Applying the inductive hypothesis and Lemma 2, we have:
$$\begin{aligned} |\mathscr {C}(G)|\le |U|T(m-|W|) \le \frac{n}{2} 2^{\left( \sqrt{m - \frac{1}{2} \, n} \log \left( m - \frac{1}{2} \, n\right) \right) }. \end{aligned}$$
Since the function \(x \mapsto x2^{\sqrt{m-x} \log (m-x)}\) is decreasing in the interval \([\sqrt{m},m-1]\), the maximum of \(\frac{n}{2} 2^{\sqrt{m-\frac{n}{2}} \log (m-\frac{n}{2})}\) is reached when n / 2 is minimum. Note that trivially for a bipartite graph we have \(n/2 > \sqrt{m}\). Hence,
$$\begin{aligned} |\mathscr {C}(G)|\le \sqrt{m}\, 2^{\sqrt{m-\sqrt{m}} \log (m-\sqrt{m})} \end{aligned}$$
Let \(A:= \sqrt{m}-\sqrt{m-\sqrt{m}} \) and \(B:= \frac{m-\sqrt{m}}{m}\). We then have:
$$\begin{array}{lll} |\mathscr {C}(G)|&{}\le &{} \sqrt{m}\, 2^{(\sqrt{m}-A) \log (mB)}\\ &{}=&{} 2^{\sqrt{m}\log m} \times \sqrt{m}\,2^{ \log {B}(\sqrt{m} - A) - A\log (m)} \end{array}$$
Let us show that \(Z:=\sqrt{m}\,2^{ \log B (\sqrt{m} - A) - A\log m} \le 1\) by showing that \(\log {Z}\le 0\):
$$\begin{array}{lll} \log {Z}&{}= &{} \log {\sqrt{m}} + \log B (\sqrt{m} -A) - A\log (m) \\ &{}=&{} \log {\sqrt{m}}(1 -2A) + \log B (\sqrt{m} - A)\\ &{}\le &{} 0 \end{array}$$
considering that \(B < 1\) and \(1/2<A \le 1 \) since:
$$ A = \frac{1}{1+\sqrt{B}} = \frac{1}{1 + \sqrt{ 1 - \frac{1}{\sqrt{m}}}} $$
   \(\square \)

Corollary 1

The (input-sensitive) complexity of Algorithm 1 is bounded by \(O^*(2^{\sqrt{m} log(m)})\).

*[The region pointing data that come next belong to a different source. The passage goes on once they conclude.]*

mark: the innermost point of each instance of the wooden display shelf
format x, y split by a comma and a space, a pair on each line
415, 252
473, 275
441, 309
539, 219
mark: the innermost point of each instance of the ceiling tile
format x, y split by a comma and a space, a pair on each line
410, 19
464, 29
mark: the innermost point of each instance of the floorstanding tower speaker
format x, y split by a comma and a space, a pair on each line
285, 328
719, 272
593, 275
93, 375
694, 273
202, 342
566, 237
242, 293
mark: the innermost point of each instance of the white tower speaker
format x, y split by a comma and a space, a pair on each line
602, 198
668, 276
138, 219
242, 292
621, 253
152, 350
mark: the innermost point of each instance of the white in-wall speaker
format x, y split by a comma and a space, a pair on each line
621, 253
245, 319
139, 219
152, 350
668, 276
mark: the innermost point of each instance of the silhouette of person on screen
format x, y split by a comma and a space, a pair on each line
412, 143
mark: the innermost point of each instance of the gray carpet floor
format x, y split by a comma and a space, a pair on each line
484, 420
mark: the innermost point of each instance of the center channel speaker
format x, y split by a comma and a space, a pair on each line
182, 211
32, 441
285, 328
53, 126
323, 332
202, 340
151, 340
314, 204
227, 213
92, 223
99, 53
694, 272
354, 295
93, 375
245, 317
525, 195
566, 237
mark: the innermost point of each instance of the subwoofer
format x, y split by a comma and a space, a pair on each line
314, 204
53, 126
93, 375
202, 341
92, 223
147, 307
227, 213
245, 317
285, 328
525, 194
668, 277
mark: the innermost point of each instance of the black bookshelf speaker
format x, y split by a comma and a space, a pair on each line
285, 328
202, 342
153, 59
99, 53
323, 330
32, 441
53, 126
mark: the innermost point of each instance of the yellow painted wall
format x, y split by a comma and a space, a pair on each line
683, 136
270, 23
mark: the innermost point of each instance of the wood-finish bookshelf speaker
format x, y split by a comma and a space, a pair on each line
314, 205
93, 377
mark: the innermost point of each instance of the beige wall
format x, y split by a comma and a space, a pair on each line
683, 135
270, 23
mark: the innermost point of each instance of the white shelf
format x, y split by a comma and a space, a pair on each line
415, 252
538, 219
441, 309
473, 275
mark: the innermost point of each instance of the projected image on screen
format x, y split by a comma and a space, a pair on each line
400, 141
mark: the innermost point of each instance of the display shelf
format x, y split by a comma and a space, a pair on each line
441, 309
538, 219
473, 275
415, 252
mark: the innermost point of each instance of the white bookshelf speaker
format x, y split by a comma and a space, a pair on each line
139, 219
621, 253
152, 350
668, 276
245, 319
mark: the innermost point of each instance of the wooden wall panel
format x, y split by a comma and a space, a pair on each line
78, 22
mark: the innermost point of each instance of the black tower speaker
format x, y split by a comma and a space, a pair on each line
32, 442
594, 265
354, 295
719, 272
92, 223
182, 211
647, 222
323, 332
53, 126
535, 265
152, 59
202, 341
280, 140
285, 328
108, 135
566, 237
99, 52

5 Minimum Chain Subgraph Cover

In this section, we show how to find in polynomial space the minimum size of a chain subgraph cover in time \(O^*((2+\epsilon )^{m})\), for every \(\varepsilon >0\). Since a chain subgraph cover is a family of subsets of edges, the existence of an algorithm whose complexity is close to \(2^{m}\) is not obvious. Indeed the basic search space has size \(2^{2^{m}}\), as it corresponds to a family of subsets of edges. To obtain this result, we exploit Algorithm 1, the bound obtained in Theorem 1 and the inclusion/exclusion method [1, 8] that has already been successfully applied to exact exponential algorithms for many partitioning and covering problems.

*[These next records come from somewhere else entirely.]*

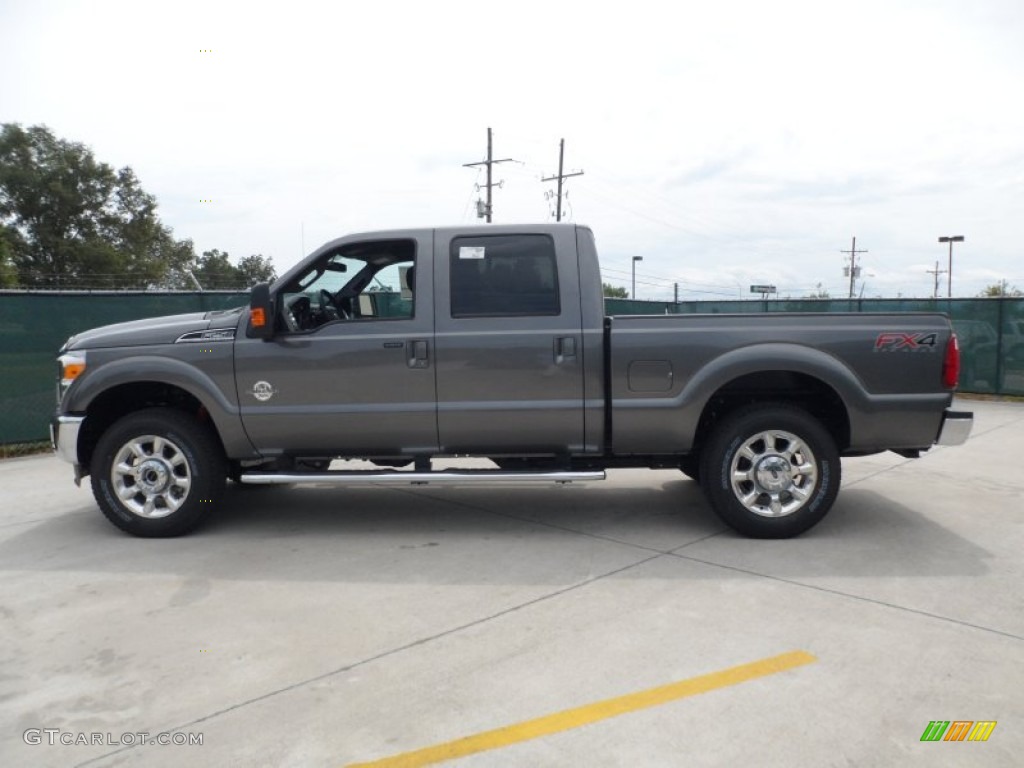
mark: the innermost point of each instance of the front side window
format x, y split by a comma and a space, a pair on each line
504, 275
357, 282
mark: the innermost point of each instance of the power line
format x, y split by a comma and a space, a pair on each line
854, 269
559, 177
936, 271
488, 209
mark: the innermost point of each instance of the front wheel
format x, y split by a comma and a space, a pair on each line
770, 471
158, 473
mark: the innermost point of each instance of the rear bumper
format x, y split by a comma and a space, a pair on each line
64, 436
955, 427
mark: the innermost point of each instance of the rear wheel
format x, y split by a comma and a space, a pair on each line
158, 473
770, 471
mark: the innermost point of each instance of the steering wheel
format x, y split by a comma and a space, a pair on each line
327, 299
290, 320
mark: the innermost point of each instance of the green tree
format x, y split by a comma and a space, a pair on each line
614, 292
257, 268
1000, 289
8, 274
79, 222
215, 271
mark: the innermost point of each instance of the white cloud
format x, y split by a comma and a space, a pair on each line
728, 143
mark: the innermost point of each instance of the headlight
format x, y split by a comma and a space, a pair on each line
72, 366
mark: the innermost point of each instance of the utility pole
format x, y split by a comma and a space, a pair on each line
560, 176
949, 278
854, 269
488, 210
936, 271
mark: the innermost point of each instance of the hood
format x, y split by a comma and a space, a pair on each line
151, 331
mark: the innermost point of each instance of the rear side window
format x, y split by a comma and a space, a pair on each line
504, 274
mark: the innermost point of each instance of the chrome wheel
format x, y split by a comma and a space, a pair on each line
151, 476
773, 473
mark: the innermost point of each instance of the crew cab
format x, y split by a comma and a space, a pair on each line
402, 347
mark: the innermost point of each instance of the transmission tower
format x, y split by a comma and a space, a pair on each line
485, 211
559, 177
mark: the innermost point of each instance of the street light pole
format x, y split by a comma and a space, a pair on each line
949, 271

We first express the problem as an inclusion-exclusion formula over the subsets of edges of G.

Proposition 4

[1] Let \(c_k(G)\) be the number of chain subgraph covers of size k of a graph G. We have that:
$$\begin{aligned} c_{k}(G)= \sum _{A\subseteq E}(-1)^{|A|}a(A)^{k} \end{aligned}$$
where a(A) denotes the number of maximal chain subgraphs not intersecting A.

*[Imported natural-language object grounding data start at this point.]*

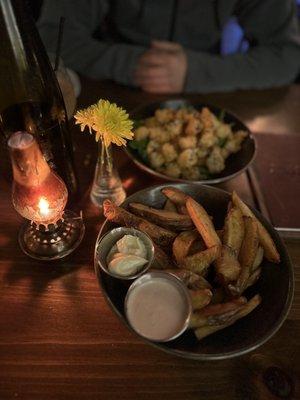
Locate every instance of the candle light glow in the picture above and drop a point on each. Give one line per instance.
(43, 207)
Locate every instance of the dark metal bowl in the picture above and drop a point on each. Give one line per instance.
(234, 165)
(276, 286)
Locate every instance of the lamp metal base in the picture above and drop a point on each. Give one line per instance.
(55, 241)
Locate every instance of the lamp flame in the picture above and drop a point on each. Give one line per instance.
(43, 207)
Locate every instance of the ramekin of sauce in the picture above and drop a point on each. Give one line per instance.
(158, 306)
(118, 253)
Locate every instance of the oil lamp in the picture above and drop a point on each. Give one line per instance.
(40, 196)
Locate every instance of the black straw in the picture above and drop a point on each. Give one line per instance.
(59, 42)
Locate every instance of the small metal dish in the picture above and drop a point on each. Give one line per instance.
(106, 243)
(176, 283)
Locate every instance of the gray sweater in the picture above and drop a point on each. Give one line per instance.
(103, 39)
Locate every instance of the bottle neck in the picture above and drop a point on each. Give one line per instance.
(29, 166)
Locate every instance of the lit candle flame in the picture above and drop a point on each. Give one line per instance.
(43, 206)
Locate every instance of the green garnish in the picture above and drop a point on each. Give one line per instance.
(140, 146)
(222, 115)
(222, 142)
(204, 172)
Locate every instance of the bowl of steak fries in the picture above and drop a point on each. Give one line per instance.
(232, 261)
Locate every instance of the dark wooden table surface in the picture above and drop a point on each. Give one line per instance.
(60, 340)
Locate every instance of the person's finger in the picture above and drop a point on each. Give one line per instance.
(164, 45)
(152, 58)
(144, 81)
(158, 89)
(151, 72)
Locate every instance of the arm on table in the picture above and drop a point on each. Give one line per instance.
(273, 61)
(80, 51)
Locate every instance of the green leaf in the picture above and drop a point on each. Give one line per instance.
(137, 123)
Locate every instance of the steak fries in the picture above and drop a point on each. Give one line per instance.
(217, 266)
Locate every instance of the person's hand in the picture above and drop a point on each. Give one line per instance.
(162, 68)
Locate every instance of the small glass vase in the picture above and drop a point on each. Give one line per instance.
(107, 183)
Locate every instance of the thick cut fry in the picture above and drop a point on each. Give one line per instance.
(220, 233)
(203, 223)
(198, 245)
(246, 309)
(266, 241)
(183, 243)
(161, 259)
(200, 262)
(190, 279)
(258, 259)
(120, 216)
(219, 295)
(248, 252)
(170, 206)
(175, 195)
(227, 266)
(234, 229)
(200, 298)
(166, 219)
(253, 277)
(216, 313)
(182, 210)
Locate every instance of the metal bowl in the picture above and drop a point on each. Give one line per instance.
(234, 165)
(276, 286)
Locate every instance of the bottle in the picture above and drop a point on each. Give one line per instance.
(30, 97)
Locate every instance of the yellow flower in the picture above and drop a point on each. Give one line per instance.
(110, 122)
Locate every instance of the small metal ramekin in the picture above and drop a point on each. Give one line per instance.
(155, 275)
(107, 241)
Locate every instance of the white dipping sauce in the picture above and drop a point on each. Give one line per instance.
(157, 309)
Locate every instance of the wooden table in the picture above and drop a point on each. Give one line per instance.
(58, 337)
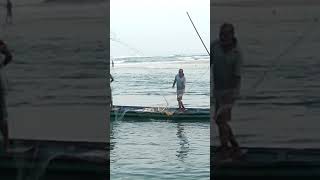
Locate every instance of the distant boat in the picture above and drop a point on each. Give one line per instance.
(128, 113)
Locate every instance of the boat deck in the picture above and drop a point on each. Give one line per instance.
(128, 113)
(54, 160)
(268, 162)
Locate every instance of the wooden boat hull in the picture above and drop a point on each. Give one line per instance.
(268, 162)
(36, 159)
(128, 113)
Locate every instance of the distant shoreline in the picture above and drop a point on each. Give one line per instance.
(267, 3)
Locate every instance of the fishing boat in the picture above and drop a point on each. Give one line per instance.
(257, 162)
(159, 113)
(50, 160)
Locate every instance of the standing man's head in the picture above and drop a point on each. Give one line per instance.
(227, 35)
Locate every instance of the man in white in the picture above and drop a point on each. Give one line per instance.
(181, 83)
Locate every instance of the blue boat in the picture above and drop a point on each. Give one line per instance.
(128, 113)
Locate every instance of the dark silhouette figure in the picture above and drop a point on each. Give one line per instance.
(9, 12)
(3, 108)
(226, 60)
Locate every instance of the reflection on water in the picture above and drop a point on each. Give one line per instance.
(159, 150)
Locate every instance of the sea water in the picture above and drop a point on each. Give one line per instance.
(160, 149)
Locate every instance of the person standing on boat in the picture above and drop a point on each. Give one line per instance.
(181, 83)
(5, 59)
(226, 61)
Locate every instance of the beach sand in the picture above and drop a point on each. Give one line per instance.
(280, 39)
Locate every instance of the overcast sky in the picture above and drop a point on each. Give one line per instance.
(158, 27)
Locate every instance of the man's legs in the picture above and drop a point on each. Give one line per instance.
(5, 133)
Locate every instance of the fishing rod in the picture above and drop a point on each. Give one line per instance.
(201, 41)
(198, 34)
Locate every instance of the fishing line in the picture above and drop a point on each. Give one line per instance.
(276, 60)
(278, 57)
(115, 39)
(202, 44)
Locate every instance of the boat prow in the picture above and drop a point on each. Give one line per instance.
(159, 113)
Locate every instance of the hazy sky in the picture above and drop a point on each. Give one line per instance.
(158, 27)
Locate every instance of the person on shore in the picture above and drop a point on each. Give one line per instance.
(181, 83)
(5, 59)
(226, 60)
(9, 12)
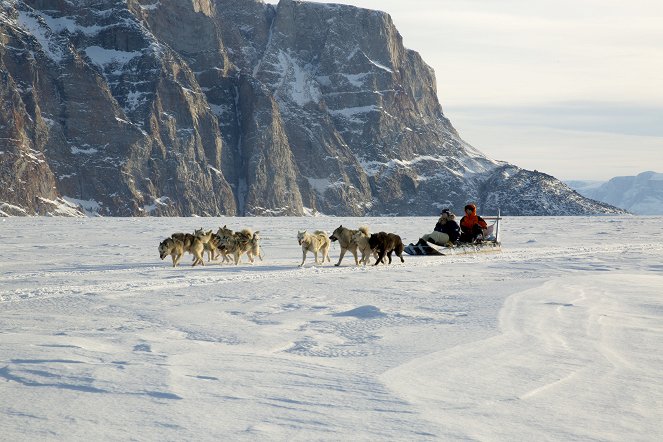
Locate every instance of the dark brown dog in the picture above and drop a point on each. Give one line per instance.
(385, 244)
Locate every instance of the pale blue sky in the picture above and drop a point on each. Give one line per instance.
(573, 88)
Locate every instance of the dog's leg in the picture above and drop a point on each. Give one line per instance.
(379, 259)
(354, 253)
(340, 258)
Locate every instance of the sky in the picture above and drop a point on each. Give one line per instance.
(573, 88)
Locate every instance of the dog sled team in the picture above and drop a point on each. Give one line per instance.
(380, 245)
(224, 243)
(228, 244)
(231, 246)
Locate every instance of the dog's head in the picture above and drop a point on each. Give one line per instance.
(337, 233)
(224, 232)
(301, 236)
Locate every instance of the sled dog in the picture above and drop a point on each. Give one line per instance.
(361, 239)
(385, 244)
(172, 247)
(237, 244)
(344, 238)
(255, 249)
(192, 245)
(206, 238)
(314, 242)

Exploring this result brings to the exact algorithm as described in the proof of the next theorem.

Theorem 2

Given a bipartite graph G with m edges, for all \(k\in \mathbb {N}^{*}\) and for all \(\varepsilon >0\), \(c_{k}(G)\) can be computed in time \(O^*((2+\epsilon )^{m})\).

Proof

Let \(G=(U \cup W,E)\) be a bipartite graph, \(k \in \mathbb {N}^{*}\) and \(\varepsilon >0\). Using the formula of Proposition 4, \(c_{k}\) can be computed in time \(\sum \limits _{i=0}^{m}\left( {\begin{array}{c}m\\ i\end{array}}\right) C(i)\), where C(i) is the time complexity needed to compute a(A), \(|A|=i\).

Notice that to compute a(A) for a given \(A \subseteq E\), one can naively compute all maximal chain subgraphs of \(G'=(U \cup W,E\setminus A)\) and, for each of them, check whether it is maximal in G. Using this fact, and Corollary 1, C(i) can be determined in time \(O(n^2 m 2^{\sqrt{m-i} \log (m-i)})\).

Thus we have that \(c_k(G)\) can be computed in time \(\sum \limits _{i=0}^{m}\left( {\begin{array}{c}m\\ i\end{array}}\right) n^2 m 2^{\sqrt{m-i} \log (m-i)}\). Observe now that since \(2^{\sqrt{m-i} \log (m-i)}=o((1+\varepsilon )^m)\), there exists a constant \(n_{\varepsilon }\) such that for all \(m>n_{\varepsilon }\), \(2^{\sqrt{m-i} \log (m-i)}< (1+\varepsilon )^m\).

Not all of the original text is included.